Within the topics chosen there are some discernible differences of approach. For example, the copyright sections involve some of the main U.S. cases whereas that dealing with patents does not. Of course this is understandable in that our legislation is derived from the European Patent Convention (EPC) which explicitly excludes program patents whereas in the U.S. system the same issues are raised implicitly. Nevertheless discussion in that context from the U.S. does illustrate and illuminate the nature of the policy arguments underlying the apparent exclusion of computer programs from patenting under the EPC. Again there is a difference in the approach to the basics of the substantive areas of law considered. It is of course always a difficulty in 'applied' areas of law to decide whether to give an exposition of the underlying substantive law or to assume pre existing knowledge. This becomes especially true in areas which are little litigated in the computer field but where there has been much speculation as to the impact of Information Technology. Here the decision has been to include for example a fair amount of basic detail in contract fields such as the Unfair Contracts Terms Act but not, for example, in Intellectual Property.

3. Conclusion

Much of this review has been describing the balance of approaches taken and, maybe, suggesting that there is some degree of inconsistency in the approach to the individual topics. However the melding together of extracts and commentary is done well throughout the book to produce a readable whole. The extracts are well chosen to illustrate the points raised. The style is one of presenting two sides of an argument with comparatively little indication of the preferred arguments. There was thus little scope for this reviewer to take issue with the opinions of the authors. Thus the real issue as to the use of the book comes down to its nature. For, I would suggest that it is a successful foray into this type of presentation. It will undoubtedly be useful as bringing together a number of points of controversy and as a starting point for further reading. But there are inevitable limitations as to the size and quantity of extracts which can be fitted into such a text.

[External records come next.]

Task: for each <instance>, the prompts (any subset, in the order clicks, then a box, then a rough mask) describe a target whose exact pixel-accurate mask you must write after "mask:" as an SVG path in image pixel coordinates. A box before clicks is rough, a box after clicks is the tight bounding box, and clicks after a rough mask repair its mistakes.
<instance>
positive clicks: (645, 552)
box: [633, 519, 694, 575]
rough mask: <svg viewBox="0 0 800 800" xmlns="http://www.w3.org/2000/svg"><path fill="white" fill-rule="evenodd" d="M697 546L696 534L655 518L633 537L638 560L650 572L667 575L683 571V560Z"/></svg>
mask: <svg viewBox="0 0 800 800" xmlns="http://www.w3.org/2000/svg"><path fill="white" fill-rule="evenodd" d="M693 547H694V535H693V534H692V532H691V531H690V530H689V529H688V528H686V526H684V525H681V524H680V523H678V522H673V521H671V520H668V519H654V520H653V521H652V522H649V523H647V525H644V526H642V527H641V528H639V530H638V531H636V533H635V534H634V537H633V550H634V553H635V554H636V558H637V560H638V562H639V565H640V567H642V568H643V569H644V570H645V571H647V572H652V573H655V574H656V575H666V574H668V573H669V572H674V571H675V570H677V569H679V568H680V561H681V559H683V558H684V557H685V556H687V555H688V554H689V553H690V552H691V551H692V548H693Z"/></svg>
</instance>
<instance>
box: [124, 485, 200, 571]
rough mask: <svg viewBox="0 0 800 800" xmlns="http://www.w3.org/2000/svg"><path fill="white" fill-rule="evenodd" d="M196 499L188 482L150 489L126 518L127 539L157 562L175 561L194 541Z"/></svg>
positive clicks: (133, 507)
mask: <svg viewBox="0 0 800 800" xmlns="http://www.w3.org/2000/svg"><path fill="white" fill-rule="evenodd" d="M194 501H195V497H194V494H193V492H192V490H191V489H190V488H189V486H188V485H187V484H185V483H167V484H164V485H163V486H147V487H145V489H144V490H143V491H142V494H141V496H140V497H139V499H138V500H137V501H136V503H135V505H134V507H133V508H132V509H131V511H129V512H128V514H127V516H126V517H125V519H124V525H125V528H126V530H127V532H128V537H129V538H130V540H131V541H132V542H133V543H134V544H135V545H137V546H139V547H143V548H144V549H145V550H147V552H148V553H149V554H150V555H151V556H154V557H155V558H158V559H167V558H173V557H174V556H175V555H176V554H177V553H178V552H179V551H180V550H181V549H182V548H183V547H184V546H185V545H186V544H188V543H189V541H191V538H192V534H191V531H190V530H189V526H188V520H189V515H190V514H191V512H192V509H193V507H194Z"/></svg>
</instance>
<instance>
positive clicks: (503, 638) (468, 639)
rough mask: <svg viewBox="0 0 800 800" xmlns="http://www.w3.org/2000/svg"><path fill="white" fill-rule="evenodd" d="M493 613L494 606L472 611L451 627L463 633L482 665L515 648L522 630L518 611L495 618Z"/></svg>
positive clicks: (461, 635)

I suggested in my introduction that this work is closer to the textbook end of the spectrum of commentary books than the cases and material style. Thus it will be for the recommender of texts to adjudge whether this style of work, in which many of the ideas are expressed by way of extracts from cases and other sources, is to be preferred to the various standard Computer / Information Technology / Internet Law texts which seem to be coming off the presses with ever greater frequency.